Former Bangladesh president and chief justice Shahabuddin Ahmed passed away on Saturday morning.
The former president breathed his last at 10.25 am, reports New Age, quoted the late president’s son-in-law Ahaduzzaman Mohammad Ali as saying.
He was admitted to CMH with old age complications.
Shahabuddin Ahmed was the sixth CJ of Bangladesh. He was the chief of the caretaker government after the fall of army dictator HM Ershad and was elected president after the Awami League had been voted to power in 1996.
He was born in Pamal village of Kendua in Netrokona on February 1, 1930. After passing the matriculation and intermediate examinations he took admission into the University of Dhaka in 1948, obtained bachelor’s in economics in 1951 and master’s in international relations in 1952.
He joined the Civil Service of Pakistan in 1954, completed training in the Lahore Civil Service Academy and at the University of Oxford.
He was sub-divisional officer of Gopalganj and Natore. He was additional deputy commissioner of Faridpur. In 1960, he was transferred to the judicial branch and worked as additional district and session judge of Dhaka and Barisal, and as district and sessions judge of Comilla and Chittagong.

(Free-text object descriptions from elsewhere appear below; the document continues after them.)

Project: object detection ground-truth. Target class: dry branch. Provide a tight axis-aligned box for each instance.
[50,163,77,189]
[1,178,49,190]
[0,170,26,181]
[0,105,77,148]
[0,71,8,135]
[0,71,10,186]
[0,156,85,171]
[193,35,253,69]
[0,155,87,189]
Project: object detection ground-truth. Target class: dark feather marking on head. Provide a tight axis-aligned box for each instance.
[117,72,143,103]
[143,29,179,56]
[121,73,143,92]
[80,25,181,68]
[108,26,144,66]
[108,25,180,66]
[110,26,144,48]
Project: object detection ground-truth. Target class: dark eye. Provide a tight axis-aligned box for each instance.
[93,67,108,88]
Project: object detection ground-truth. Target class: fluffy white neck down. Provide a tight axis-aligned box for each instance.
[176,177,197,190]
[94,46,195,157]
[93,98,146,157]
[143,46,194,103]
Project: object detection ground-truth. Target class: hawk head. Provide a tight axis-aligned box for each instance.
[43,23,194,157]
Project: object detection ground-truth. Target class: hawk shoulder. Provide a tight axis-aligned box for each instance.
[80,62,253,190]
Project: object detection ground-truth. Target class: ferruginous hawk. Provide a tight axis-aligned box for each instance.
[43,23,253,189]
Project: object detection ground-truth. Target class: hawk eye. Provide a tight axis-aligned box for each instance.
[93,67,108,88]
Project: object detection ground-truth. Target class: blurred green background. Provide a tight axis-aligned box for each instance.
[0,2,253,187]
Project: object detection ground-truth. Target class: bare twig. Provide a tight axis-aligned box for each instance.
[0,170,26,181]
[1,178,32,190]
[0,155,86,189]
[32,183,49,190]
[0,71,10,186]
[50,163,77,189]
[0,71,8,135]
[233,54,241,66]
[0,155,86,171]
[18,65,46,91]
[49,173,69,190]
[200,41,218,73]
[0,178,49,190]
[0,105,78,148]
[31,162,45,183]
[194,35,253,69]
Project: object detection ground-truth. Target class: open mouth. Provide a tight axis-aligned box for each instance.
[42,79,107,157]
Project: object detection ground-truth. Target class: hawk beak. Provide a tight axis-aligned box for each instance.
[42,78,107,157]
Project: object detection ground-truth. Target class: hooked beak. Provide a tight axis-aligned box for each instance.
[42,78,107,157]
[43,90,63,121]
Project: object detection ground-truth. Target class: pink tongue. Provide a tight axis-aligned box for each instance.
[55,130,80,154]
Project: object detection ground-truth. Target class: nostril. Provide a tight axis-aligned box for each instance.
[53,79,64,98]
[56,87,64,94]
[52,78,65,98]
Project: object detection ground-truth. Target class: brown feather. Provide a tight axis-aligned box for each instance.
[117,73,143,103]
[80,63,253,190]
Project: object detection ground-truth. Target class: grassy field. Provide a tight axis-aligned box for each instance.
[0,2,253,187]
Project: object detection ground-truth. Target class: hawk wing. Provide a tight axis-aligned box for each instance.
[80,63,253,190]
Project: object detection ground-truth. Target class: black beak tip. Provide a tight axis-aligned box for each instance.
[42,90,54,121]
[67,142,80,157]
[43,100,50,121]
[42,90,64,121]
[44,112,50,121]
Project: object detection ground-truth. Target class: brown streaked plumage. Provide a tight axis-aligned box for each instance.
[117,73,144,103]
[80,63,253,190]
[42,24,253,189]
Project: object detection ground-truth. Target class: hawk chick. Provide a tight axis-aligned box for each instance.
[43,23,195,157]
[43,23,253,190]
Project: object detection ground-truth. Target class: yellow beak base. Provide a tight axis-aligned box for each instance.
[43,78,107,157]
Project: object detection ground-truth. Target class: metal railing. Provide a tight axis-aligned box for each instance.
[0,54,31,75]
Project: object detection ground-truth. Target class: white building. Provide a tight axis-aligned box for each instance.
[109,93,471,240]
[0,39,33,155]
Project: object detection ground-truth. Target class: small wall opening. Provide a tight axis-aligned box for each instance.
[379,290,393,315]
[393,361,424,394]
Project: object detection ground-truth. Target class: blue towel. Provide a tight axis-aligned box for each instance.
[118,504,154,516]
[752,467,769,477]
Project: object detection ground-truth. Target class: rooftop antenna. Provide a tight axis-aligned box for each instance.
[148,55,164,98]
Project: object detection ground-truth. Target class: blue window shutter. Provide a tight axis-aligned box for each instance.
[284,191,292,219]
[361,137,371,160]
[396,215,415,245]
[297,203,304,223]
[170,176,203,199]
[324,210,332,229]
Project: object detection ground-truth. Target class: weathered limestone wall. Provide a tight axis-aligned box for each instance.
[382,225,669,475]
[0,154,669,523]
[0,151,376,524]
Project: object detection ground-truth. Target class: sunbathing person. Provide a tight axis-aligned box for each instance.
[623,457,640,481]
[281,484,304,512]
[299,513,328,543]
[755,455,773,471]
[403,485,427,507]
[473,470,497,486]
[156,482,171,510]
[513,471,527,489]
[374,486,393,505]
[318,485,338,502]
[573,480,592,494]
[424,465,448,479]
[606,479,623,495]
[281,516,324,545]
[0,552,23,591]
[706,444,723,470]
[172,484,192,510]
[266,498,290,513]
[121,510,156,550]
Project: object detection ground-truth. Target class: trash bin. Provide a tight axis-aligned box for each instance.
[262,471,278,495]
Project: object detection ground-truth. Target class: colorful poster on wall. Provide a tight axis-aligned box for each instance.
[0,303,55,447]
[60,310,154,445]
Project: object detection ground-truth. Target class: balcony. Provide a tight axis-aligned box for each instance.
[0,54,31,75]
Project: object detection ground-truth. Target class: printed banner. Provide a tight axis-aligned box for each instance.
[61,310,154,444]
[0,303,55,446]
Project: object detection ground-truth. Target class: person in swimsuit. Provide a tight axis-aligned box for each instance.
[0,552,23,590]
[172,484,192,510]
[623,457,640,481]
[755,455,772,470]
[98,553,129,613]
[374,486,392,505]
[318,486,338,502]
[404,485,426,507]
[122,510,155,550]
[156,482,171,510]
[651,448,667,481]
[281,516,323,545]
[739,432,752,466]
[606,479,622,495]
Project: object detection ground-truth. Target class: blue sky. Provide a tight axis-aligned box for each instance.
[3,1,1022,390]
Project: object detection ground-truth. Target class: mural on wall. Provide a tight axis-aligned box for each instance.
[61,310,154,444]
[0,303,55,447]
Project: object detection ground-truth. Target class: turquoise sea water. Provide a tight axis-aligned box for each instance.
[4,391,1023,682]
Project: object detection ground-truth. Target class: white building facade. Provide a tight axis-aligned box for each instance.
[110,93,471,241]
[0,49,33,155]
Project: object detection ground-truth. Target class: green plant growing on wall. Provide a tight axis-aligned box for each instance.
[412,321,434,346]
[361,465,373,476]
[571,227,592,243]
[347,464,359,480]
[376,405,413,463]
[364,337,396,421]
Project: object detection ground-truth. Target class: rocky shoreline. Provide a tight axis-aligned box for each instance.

In 1967, he served as a registrar of the High Court of the then East Pakistan in Dhaka. He was elevated to the bench of the High Court on January 29, 1972.
He was appointed a judge of the appellate division of the Supreme Court of Bangladesh on February 7, 1980.
Shahabuddin was the chairman of the Commission of Inquiry established under the Commission of Inquiry Act on police firing on the students in mid-February 1983.
He was appointed the Chief Justice of Bangladesh on January 14, 1990.